DETROIT (AFP) – Embattled German auto maker Volkswagen announced another step toward its corporate transformation on Monday, unveiling a new fully electric, autonomous prototype bus to join a coming family of electrified vehicles.
The reimagining of the iconic VW “hippy bus” popular in the 1960s and 1970s is expected to hit the roads at some point after 2020.
The plug-in concept van called the ID Buzz “stands for the new Volkswagen,” Herbert Diess, head of the division which produces VW’s namesake cars, announced at the start of the Detroit auto show.
The van, a sleeker more futuristic version of the 20th Century relative, embodies what Volkswagen aims to be: “Modern, positive, emotional, future-oriented,” he said.
But auto industry analysts say questions hang over the company’s efforts to reinvent itself after the emissions scandal known as “dieselgate” that involved one of the largest US consumer class action cases ever and eroded the company’s reputation.

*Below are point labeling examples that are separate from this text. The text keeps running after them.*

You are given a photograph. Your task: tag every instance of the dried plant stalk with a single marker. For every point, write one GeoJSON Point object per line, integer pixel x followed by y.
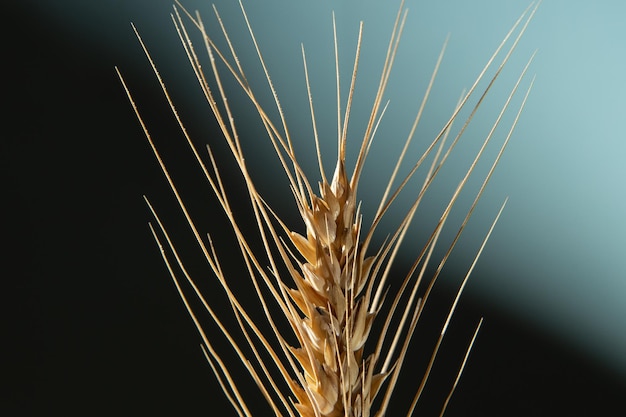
{"type": "Point", "coordinates": [327, 286]}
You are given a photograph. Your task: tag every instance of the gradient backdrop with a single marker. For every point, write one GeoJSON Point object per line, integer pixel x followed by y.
{"type": "Point", "coordinates": [95, 325]}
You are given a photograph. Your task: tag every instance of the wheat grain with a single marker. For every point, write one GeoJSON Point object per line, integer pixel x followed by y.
{"type": "Point", "coordinates": [325, 282]}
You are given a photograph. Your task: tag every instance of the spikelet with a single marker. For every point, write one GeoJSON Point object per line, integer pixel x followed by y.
{"type": "Point", "coordinates": [325, 282]}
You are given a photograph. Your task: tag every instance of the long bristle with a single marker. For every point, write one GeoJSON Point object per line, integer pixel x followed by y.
{"type": "Point", "coordinates": [324, 284]}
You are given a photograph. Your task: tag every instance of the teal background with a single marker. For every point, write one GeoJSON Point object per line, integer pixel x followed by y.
{"type": "Point", "coordinates": [76, 166]}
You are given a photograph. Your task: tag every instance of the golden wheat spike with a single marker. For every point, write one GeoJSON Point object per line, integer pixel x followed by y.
{"type": "Point", "coordinates": [323, 284]}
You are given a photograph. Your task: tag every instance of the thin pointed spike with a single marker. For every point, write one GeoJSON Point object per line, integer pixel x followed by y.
{"type": "Point", "coordinates": [458, 376]}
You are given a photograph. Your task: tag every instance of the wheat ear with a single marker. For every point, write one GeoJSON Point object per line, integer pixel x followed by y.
{"type": "Point", "coordinates": [325, 283]}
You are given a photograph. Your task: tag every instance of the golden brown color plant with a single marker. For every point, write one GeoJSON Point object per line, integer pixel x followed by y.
{"type": "Point", "coordinates": [326, 283]}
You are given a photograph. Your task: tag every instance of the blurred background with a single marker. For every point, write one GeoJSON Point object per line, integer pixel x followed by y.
{"type": "Point", "coordinates": [93, 323]}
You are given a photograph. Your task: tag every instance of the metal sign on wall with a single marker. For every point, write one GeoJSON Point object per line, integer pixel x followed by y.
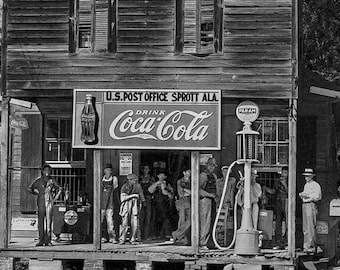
{"type": "Point", "coordinates": [147, 119]}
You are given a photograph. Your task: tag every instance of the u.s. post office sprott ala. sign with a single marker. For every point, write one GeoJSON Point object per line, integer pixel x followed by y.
{"type": "Point", "coordinates": [147, 119]}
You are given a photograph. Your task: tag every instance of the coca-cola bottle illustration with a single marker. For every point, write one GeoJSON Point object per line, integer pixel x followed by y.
{"type": "Point", "coordinates": [88, 121]}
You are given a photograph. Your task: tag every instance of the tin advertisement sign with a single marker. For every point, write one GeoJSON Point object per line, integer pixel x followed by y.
{"type": "Point", "coordinates": [147, 119]}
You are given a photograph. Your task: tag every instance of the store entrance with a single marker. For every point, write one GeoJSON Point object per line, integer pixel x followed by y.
{"type": "Point", "coordinates": [159, 171]}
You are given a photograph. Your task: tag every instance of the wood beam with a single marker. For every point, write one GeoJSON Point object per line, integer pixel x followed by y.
{"type": "Point", "coordinates": [195, 213]}
{"type": "Point", "coordinates": [4, 49]}
{"type": "Point", "coordinates": [4, 203]}
{"type": "Point", "coordinates": [97, 169]}
{"type": "Point", "coordinates": [292, 177]}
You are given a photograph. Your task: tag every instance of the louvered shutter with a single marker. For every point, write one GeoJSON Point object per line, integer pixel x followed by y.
{"type": "Point", "coordinates": [190, 32]}
{"type": "Point", "coordinates": [203, 26]}
{"type": "Point", "coordinates": [84, 25]}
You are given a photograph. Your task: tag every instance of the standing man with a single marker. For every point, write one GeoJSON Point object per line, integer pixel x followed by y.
{"type": "Point", "coordinates": [47, 191]}
{"type": "Point", "coordinates": [207, 181]}
{"type": "Point", "coordinates": [310, 195]}
{"type": "Point", "coordinates": [147, 211]}
{"type": "Point", "coordinates": [255, 194]}
{"type": "Point", "coordinates": [131, 196]}
{"type": "Point", "coordinates": [163, 195]}
{"type": "Point", "coordinates": [109, 202]}
{"type": "Point", "coordinates": [183, 205]}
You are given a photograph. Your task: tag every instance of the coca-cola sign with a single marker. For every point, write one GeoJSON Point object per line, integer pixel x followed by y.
{"type": "Point", "coordinates": [147, 119]}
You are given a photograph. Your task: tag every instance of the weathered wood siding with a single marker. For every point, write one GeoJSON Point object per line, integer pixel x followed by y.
{"type": "Point", "coordinates": [256, 59]}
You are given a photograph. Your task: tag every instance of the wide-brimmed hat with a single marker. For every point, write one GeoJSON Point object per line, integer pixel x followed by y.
{"type": "Point", "coordinates": [225, 167]}
{"type": "Point", "coordinates": [132, 176]}
{"type": "Point", "coordinates": [108, 166]}
{"type": "Point", "coordinates": [211, 162]}
{"type": "Point", "coordinates": [46, 166]}
{"type": "Point", "coordinates": [308, 171]}
{"type": "Point", "coordinates": [254, 172]}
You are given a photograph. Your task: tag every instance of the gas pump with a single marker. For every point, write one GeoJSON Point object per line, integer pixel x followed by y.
{"type": "Point", "coordinates": [246, 239]}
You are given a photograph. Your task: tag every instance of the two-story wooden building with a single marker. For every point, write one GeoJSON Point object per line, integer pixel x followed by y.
{"type": "Point", "coordinates": [246, 49]}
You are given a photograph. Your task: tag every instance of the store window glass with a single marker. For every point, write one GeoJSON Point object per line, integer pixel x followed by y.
{"type": "Point", "coordinates": [273, 141]}
{"type": "Point", "coordinates": [58, 142]}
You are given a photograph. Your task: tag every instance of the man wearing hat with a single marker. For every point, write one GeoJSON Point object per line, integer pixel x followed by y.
{"type": "Point", "coordinates": [255, 194]}
{"type": "Point", "coordinates": [207, 180]}
{"type": "Point", "coordinates": [310, 195]}
{"type": "Point", "coordinates": [109, 202]}
{"type": "Point", "coordinates": [131, 196]}
{"type": "Point", "coordinates": [47, 191]}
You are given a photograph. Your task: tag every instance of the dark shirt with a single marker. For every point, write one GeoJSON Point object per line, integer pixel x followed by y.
{"type": "Point", "coordinates": [40, 185]}
{"type": "Point", "coordinates": [210, 185]}
{"type": "Point", "coordinates": [280, 190]}
{"type": "Point", "coordinates": [109, 193]}
{"type": "Point", "coordinates": [133, 189]}
{"type": "Point", "coordinates": [159, 196]}
{"type": "Point", "coordinates": [145, 183]}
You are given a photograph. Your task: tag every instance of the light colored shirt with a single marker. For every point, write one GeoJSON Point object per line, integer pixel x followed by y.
{"type": "Point", "coordinates": [229, 192]}
{"type": "Point", "coordinates": [311, 192]}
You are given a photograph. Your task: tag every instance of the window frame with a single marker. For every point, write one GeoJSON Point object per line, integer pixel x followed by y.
{"type": "Point", "coordinates": [262, 142]}
{"type": "Point", "coordinates": [59, 141]}
{"type": "Point", "coordinates": [75, 28]}
{"type": "Point", "coordinates": [217, 31]}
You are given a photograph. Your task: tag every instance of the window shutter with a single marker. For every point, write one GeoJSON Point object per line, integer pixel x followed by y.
{"type": "Point", "coordinates": [203, 26]}
{"type": "Point", "coordinates": [190, 32]}
{"type": "Point", "coordinates": [206, 31]}
{"type": "Point", "coordinates": [102, 25]}
{"type": "Point", "coordinates": [218, 25]}
{"type": "Point", "coordinates": [31, 160]}
{"type": "Point", "coordinates": [84, 25]}
{"type": "Point", "coordinates": [73, 26]}
{"type": "Point", "coordinates": [112, 40]}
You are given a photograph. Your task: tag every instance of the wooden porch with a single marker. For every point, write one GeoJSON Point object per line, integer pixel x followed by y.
{"type": "Point", "coordinates": [156, 252]}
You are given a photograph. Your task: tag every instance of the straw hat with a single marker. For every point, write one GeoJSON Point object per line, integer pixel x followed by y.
{"type": "Point", "coordinates": [308, 171]}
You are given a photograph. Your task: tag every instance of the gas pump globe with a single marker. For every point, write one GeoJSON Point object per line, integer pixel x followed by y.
{"type": "Point", "coordinates": [247, 238]}
{"type": "Point", "coordinates": [247, 141]}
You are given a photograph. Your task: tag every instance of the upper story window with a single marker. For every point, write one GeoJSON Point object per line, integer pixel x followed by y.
{"type": "Point", "coordinates": [188, 26]}
{"type": "Point", "coordinates": [202, 26]}
{"type": "Point", "coordinates": [273, 141]}
{"type": "Point", "coordinates": [91, 25]}
{"type": "Point", "coordinates": [58, 141]}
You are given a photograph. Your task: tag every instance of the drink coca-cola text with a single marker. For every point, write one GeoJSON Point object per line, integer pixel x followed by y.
{"type": "Point", "coordinates": [129, 124]}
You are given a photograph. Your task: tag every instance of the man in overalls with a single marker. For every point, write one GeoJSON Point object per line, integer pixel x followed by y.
{"type": "Point", "coordinates": [47, 191]}
{"type": "Point", "coordinates": [131, 197]}
{"type": "Point", "coordinates": [207, 180]}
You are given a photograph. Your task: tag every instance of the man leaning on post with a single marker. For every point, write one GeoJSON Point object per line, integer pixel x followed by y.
{"type": "Point", "coordinates": [131, 196]}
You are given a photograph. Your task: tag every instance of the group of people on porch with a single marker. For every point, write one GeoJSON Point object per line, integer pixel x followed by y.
{"type": "Point", "coordinates": [148, 206]}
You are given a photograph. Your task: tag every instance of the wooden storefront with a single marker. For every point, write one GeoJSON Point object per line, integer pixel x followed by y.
{"type": "Point", "coordinates": [246, 49]}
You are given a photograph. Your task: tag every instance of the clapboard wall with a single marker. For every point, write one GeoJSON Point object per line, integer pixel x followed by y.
{"type": "Point", "coordinates": [255, 62]}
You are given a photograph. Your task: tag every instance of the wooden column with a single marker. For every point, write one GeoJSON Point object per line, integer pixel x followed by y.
{"type": "Point", "coordinates": [292, 178]}
{"type": "Point", "coordinates": [97, 174]}
{"type": "Point", "coordinates": [195, 213]}
{"type": "Point", "coordinates": [93, 25]}
{"type": "Point", "coordinates": [4, 203]}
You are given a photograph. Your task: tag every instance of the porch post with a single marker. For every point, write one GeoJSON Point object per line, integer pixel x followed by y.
{"type": "Point", "coordinates": [195, 213]}
{"type": "Point", "coordinates": [97, 168]}
{"type": "Point", "coordinates": [4, 198]}
{"type": "Point", "coordinates": [292, 177]}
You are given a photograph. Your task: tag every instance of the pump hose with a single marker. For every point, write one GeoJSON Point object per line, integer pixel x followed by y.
{"type": "Point", "coordinates": [219, 212]}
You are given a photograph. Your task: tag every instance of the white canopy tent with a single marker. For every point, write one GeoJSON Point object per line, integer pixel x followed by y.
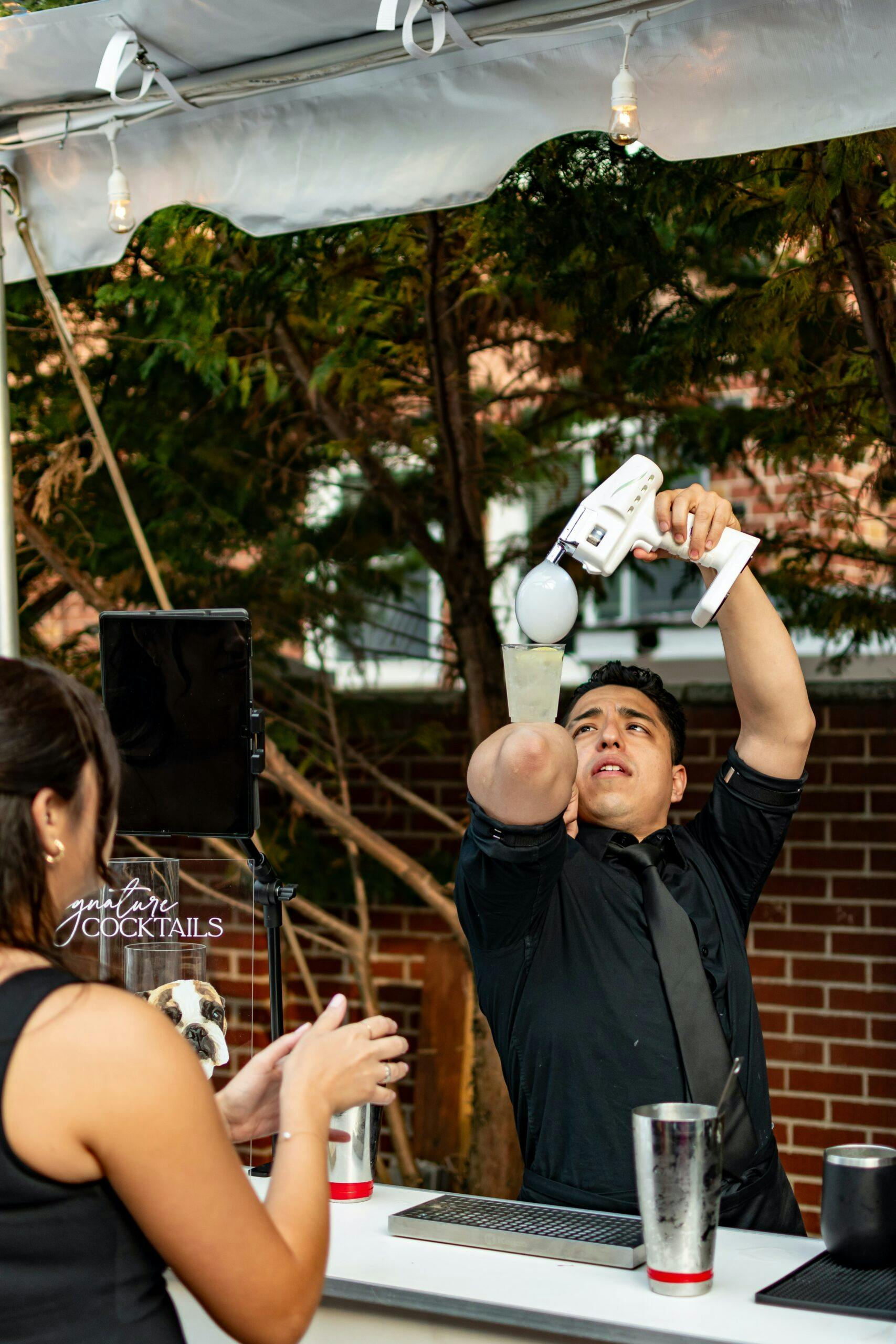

Under a corporate plan announced in November, the company hopes to charge headlong into the already crowded American SUV market, develop new ride-hailing and digital technologies and begin producing millions of electric and hybrid cars over the next decade – all sectors in which competitors have had lengthy head starts.
Jack Nerad, executive market analyst at Kelley Blue Book, said the VW plan, dubbed “Transform 2025+,” seemed to have less to do with the company’s bottom line than it did with healing the blight on its reputation.
“It almost strikes me as a public relations ploy versus an actual business strategy, something to take people’s minds off of what was so bad,” he told AFP.
Volkswagen shocked the world in 2015 when it admitted to deliberately configuring software on 11 million diesel cars worldwide to defeat pollution tests while emitting up to 40 times the permissible levels of harmful nitrogen oxide during actual driving.
On the eve of the auto show, federal police arrested a VW executive in Miami on charges in the emissions scandal. He was due to appear in court Monday on charges of lying to federal regulators investigating the case.
Volkswagen, which also produces the luxury Audi and Porsche brands, already reached agreements to fix or replace all the models sold in the US that had the defeat software, for a total of about $16 billion, including funds for environmental cleanup in California.
The company also is nearing a $2 billion settlement with US authorities to resolve the criminal probe, The New York Times reported Friday, citing people familiar with the negotiations.
Just over a year after the scandal broke, Diess unveiled the three-pronged plan in which he said the company’s namesake line of cars would “change radically.”
“Very few things will stay as they are,” he announced in November.
Speaking to reporters in Detroit on Sunday evening, Diess said Volkswagen’s move into new markets was well timed.
“We will have our major offensive in the 2020 when we think EVs will get in to volume,” he said, referring to electrified vehicles. “We have a very good stronghold in China where we have probably the main market for EVs. They will be strong.”
In turning over a new leaf, however, Volkswagen appears to be late to the party.
While VW-branded cars have long had only a sliver of the US market at around two per cent, competitors have seen record US sales driven by consumer demand for SUVs and light trucks, which made up nearly two-thirds of sales in 2016. VW’s US sales declined 7.6 per cent last year to just under 323,000 units.
And other players have long been in the race to produce mass-market, purely electric vehicles, including Chevrolet and Tesla, which are launching models in the US this year priced around $30,000.
While growing fast, the US market for hybrid and battery-electric vehicles is still very small, estimated at just under three per cent in 2016, according to LMC Automotive.
“I don’t see the market going to electrics nearly as fast as they think it could or will, certainly not in North America,” Nerad of Kelley Blue Book said. “In North America, they haven’t been a strong player for a long, long time anyway.”
IHS Markit said last month that electrified vehicle sales might not reach 35 per cent of the global market before 2040.
Sandy Schwartz, president of the Cox Automotive consultancy, said the US market still holds prospects for a turnaround for Volkswagen.
“I think people have a short memory. If they produce great cars, if they can really produce products that people want, they’ll get this part behind them,” he told AFP.
“I think there’s a chance they could re-emerge but it is not going to happen in a year or two. This is going to take time before they get this behind them.”